What Do Teachers Do? Focusing Your Lessons with Objectives

How do you prepare to teach a class? How do you know what lectures, questions, and activities to include? It all starts with the objective, says Peter. He describes the value of a clear statement of purpose to focus the act of teaching, and ends with an encouragement: start with the objectives the textbook gives.

What do teachers do? Well, yeah, if I wouldn’t have been introduced to the concept of objectives, I might have had a hard time answering that question. But with that concept, I was able to know at least what I should be doing, what I should be seeking to do. If it wouldn’t have been for that, I can easily imagine myself having no idea what to do.

Especially [helpful is] the concept of Bloom’s taxonomy. Knowledge, and more importantly the ability use knowledge, builds upon itself. We take what we know about this knowledge-building process that helps us to know where to start with our students.

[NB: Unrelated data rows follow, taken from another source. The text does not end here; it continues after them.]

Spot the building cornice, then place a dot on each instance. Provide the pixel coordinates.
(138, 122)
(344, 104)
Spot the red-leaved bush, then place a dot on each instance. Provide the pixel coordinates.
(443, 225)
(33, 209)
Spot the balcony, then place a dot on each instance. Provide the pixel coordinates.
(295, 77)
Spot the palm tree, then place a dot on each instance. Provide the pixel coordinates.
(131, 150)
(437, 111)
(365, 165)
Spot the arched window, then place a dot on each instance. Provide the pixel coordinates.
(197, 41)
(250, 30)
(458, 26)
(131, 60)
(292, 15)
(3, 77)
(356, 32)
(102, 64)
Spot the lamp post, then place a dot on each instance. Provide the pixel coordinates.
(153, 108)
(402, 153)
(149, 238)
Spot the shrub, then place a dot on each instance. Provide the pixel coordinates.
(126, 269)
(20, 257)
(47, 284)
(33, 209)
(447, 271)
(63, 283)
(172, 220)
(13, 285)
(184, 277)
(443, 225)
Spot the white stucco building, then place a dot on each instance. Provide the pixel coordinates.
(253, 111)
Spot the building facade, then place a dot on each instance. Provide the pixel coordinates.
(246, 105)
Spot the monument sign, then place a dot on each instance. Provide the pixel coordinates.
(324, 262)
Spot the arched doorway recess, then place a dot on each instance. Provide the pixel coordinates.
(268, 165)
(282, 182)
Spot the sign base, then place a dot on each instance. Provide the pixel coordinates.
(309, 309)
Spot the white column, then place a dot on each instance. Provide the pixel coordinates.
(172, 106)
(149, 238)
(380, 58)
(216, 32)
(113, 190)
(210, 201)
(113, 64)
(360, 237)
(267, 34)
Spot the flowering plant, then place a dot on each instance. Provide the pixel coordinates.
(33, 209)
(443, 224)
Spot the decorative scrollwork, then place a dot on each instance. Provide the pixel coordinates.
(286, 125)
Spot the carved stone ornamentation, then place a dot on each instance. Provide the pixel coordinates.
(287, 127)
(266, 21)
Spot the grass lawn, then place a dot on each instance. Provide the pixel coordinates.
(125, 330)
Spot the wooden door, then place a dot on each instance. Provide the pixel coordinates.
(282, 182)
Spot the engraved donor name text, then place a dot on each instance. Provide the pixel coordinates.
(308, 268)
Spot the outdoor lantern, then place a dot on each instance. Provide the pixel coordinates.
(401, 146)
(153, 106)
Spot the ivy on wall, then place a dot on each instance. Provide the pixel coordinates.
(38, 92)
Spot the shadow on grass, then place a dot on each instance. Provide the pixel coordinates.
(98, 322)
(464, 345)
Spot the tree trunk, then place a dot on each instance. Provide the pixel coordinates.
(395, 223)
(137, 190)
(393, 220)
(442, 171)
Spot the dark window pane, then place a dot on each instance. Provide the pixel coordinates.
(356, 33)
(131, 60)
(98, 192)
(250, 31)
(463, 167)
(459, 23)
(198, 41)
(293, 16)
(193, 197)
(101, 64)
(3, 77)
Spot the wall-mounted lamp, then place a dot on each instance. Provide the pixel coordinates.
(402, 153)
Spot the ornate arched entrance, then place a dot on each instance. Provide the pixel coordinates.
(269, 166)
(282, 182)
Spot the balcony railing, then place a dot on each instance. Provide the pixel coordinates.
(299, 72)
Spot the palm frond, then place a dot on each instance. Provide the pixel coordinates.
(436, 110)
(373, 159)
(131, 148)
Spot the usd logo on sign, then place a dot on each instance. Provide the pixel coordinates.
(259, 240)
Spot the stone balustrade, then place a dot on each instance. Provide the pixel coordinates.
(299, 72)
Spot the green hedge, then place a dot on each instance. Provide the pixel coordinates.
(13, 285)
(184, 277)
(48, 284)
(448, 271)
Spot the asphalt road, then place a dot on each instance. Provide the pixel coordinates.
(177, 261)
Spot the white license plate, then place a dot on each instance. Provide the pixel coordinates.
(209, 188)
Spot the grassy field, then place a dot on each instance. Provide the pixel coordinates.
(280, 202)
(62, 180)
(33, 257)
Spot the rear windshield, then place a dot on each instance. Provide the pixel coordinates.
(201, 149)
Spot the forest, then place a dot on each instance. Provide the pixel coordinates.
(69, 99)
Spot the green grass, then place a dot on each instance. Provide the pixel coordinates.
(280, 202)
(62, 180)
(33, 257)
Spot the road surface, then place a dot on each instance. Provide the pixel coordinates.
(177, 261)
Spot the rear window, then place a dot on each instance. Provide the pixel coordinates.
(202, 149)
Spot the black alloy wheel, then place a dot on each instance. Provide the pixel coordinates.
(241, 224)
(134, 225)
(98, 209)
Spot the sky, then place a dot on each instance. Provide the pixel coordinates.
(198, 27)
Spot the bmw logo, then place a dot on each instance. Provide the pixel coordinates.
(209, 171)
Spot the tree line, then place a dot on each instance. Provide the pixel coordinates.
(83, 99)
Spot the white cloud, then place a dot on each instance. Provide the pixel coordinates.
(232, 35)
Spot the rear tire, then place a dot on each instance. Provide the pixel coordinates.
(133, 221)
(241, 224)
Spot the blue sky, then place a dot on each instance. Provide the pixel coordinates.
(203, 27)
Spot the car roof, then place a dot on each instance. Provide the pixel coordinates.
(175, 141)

It helps us to get a clear understanding of what we want to accomplish.

The format that I was taught here at Faith Builders and that I found very helpful was: the student will perform some action, whether it be to be able to repeat some information at the lowest level, to being able to evaluate material or analyze material, and yeah, perform different actions that demonstrate that they have learned. The student will do these things that then I can measure later on to see if I’ve been successful.

But learning to write objectives helped me, as I was starting to teach, to know what my goal should be, to have a plan as I started my day of school, as I started my lessons, and then figuring out how I can help the student reach that goal; [it helped] to keep me focused and know what my job was as a teacher as I was getting started. That’s the start to accomplishing anything. I guess you accomplish some things by accident, but not very much. So yeah, I knew what I was trying to do then, which it seems very simple. In a way it is, but that’s where you have to start.

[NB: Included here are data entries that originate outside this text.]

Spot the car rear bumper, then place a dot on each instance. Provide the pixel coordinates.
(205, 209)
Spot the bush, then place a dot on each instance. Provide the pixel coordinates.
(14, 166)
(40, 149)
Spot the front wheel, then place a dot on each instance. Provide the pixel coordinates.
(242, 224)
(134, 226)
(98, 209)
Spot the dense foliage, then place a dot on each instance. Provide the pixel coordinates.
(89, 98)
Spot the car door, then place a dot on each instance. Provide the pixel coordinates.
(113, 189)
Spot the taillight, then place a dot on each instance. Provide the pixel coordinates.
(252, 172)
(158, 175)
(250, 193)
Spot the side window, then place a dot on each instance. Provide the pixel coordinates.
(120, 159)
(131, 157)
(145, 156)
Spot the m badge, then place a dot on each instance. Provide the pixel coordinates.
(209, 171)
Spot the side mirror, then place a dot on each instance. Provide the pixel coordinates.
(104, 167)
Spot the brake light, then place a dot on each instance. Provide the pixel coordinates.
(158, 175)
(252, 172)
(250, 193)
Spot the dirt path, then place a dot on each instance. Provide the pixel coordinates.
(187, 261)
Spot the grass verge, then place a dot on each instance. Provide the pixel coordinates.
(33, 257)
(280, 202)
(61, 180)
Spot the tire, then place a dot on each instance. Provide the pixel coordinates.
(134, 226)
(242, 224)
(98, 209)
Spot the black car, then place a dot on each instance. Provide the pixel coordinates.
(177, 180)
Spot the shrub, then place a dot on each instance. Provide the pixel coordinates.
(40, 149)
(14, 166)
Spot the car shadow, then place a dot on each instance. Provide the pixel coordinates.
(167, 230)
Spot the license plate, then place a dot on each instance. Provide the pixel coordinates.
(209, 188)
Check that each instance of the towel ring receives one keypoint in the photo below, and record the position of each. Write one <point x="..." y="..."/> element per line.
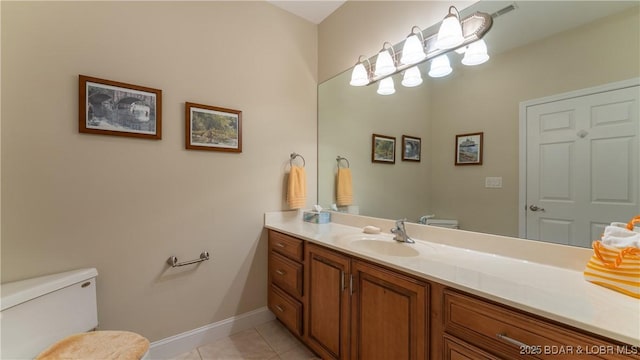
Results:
<point x="293" y="156"/>
<point x="342" y="158"/>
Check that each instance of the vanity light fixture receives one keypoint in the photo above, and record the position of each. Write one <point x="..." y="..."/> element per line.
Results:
<point x="385" y="63"/>
<point x="395" y="59"/>
<point x="360" y="74"/>
<point x="412" y="77"/>
<point x="440" y="66"/>
<point x="413" y="49"/>
<point x="450" y="33"/>
<point x="476" y="53"/>
<point x="386" y="86"/>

It keeps you from having to spin your wheels and generating a lot of activity without a purpose. When I have objectives, I’m not just doing things and hoping that some of them will be productive. I have a goal in mind, and I can ask myself, “What can I do in order to meet that goal?” And I can focus on doing those things instead of trying to figure out what to do and trying this and trying that without having any idea of what I’m doing.

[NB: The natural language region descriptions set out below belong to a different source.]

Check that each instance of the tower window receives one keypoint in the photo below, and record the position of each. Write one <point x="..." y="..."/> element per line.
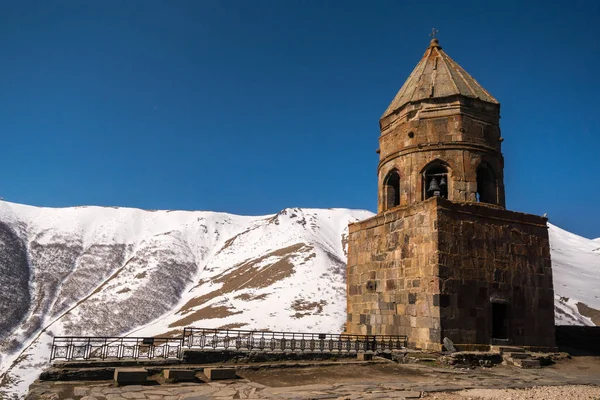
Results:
<point x="486" y="184"/>
<point x="391" y="190"/>
<point x="435" y="179"/>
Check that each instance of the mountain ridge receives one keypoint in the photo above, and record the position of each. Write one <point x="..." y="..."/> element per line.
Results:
<point x="114" y="271"/>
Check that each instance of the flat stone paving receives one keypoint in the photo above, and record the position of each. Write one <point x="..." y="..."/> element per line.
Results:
<point x="381" y="381"/>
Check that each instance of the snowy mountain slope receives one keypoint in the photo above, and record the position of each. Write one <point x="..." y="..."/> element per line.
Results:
<point x="109" y="271"/>
<point x="576" y="273"/>
<point x="115" y="271"/>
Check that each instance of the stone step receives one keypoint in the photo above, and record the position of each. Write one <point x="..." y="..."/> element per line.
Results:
<point x="510" y="349"/>
<point x="517" y="355"/>
<point x="530" y="364"/>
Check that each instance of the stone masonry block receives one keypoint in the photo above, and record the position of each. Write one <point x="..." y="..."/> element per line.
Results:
<point x="130" y="376"/>
<point x="179" y="375"/>
<point x="214" y="374"/>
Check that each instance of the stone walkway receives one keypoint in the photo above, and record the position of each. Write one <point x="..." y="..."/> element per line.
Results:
<point x="380" y="381"/>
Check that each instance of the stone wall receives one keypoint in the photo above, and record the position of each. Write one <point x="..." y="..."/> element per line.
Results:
<point x="490" y="255"/>
<point x="434" y="268"/>
<point x="460" y="132"/>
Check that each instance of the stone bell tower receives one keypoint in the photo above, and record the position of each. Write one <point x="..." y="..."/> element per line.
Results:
<point x="443" y="257"/>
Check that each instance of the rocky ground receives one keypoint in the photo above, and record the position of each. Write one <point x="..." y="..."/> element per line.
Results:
<point x="576" y="378"/>
<point x="570" y="392"/>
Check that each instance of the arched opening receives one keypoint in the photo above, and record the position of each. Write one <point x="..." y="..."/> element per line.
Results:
<point x="435" y="180"/>
<point x="486" y="184"/>
<point x="391" y="190"/>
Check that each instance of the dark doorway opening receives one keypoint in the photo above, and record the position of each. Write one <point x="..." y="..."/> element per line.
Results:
<point x="499" y="321"/>
<point x="391" y="187"/>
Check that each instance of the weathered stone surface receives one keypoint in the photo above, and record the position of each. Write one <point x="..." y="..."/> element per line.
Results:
<point x="179" y="375"/>
<point x="80" y="391"/>
<point x="219" y="373"/>
<point x="129" y="376"/>
<point x="449" y="345"/>
<point x="443" y="256"/>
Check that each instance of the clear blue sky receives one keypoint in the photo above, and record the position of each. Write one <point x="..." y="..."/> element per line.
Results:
<point x="253" y="106"/>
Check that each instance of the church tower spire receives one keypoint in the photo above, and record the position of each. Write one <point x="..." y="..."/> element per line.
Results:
<point x="443" y="257"/>
<point x="440" y="136"/>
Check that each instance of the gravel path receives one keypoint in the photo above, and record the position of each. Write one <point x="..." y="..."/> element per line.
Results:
<point x="535" y="393"/>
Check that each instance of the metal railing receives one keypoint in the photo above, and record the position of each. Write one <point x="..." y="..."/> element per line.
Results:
<point x="101" y="348"/>
<point x="240" y="340"/>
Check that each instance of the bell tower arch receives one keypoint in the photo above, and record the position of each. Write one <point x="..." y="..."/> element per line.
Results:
<point x="441" y="114"/>
<point x="443" y="258"/>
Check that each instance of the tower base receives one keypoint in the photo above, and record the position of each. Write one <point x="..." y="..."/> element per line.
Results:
<point x="475" y="273"/>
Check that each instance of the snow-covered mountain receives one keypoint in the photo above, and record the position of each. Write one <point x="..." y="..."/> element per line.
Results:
<point x="115" y="271"/>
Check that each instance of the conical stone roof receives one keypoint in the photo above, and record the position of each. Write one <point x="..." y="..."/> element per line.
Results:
<point x="437" y="76"/>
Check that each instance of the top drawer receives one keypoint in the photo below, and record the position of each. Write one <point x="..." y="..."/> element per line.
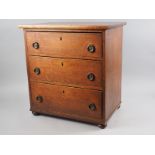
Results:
<point x="69" y="45"/>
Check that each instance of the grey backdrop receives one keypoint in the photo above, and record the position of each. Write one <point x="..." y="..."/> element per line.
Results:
<point x="137" y="114"/>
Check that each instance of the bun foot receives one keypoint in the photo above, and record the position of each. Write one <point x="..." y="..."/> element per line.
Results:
<point x="35" y="113"/>
<point x="102" y="126"/>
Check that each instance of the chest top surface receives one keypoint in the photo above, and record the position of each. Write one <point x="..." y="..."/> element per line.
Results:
<point x="74" y="25"/>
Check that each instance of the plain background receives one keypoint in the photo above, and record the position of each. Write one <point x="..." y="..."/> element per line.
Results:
<point x="136" y="115"/>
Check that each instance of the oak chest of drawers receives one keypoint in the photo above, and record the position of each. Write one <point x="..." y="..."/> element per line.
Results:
<point x="74" y="70"/>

So it does take effort to sit down with the teaching materials I have, my textbooks, other materials, and ask myself “What do I want to accomplish here?” So yeah, that certainly takes effort, but it’s more than worth it in focusing the efforts that I put forth and saving me the trouble of pointless activity.

Should you use the objectives in the textbook?

Talking about being a first year teacher, I think you should. If you have them there, then take them and run with them instead of trying to reinvent the wheel. I know that’s a mistake that I made early in my teaching career: not taking advantage of the work that was already done by the curriculum publishers, instead thinking that I can do it better, and turns out, I couldn’t actually—in most the cases at least.

Now, as I developed in my teaching, then I started to gain a clearer sense of what I want to accomplish that might be different than what the curriculum publishers wanted to accomplish. It could be that I learned more about the context that my students are living in, which might be different than the context that the curriculum publishers had in mind, and so I need to make adjustments accordingly. Sometimes they’re wrong, and I think I can say that sometimes, it’s my responsibility actually as a teacher. When I have warrant to improve upon what’s been done, it’s my responsibility to do that, and I can do that with increasing confidence as I continue to gain knowledge and experience, but I should have done that more gradually and perhaps even still do it more gradually than I do.

To start out, use what you’re given, and then you can modify and improve that as you gain experience and skill.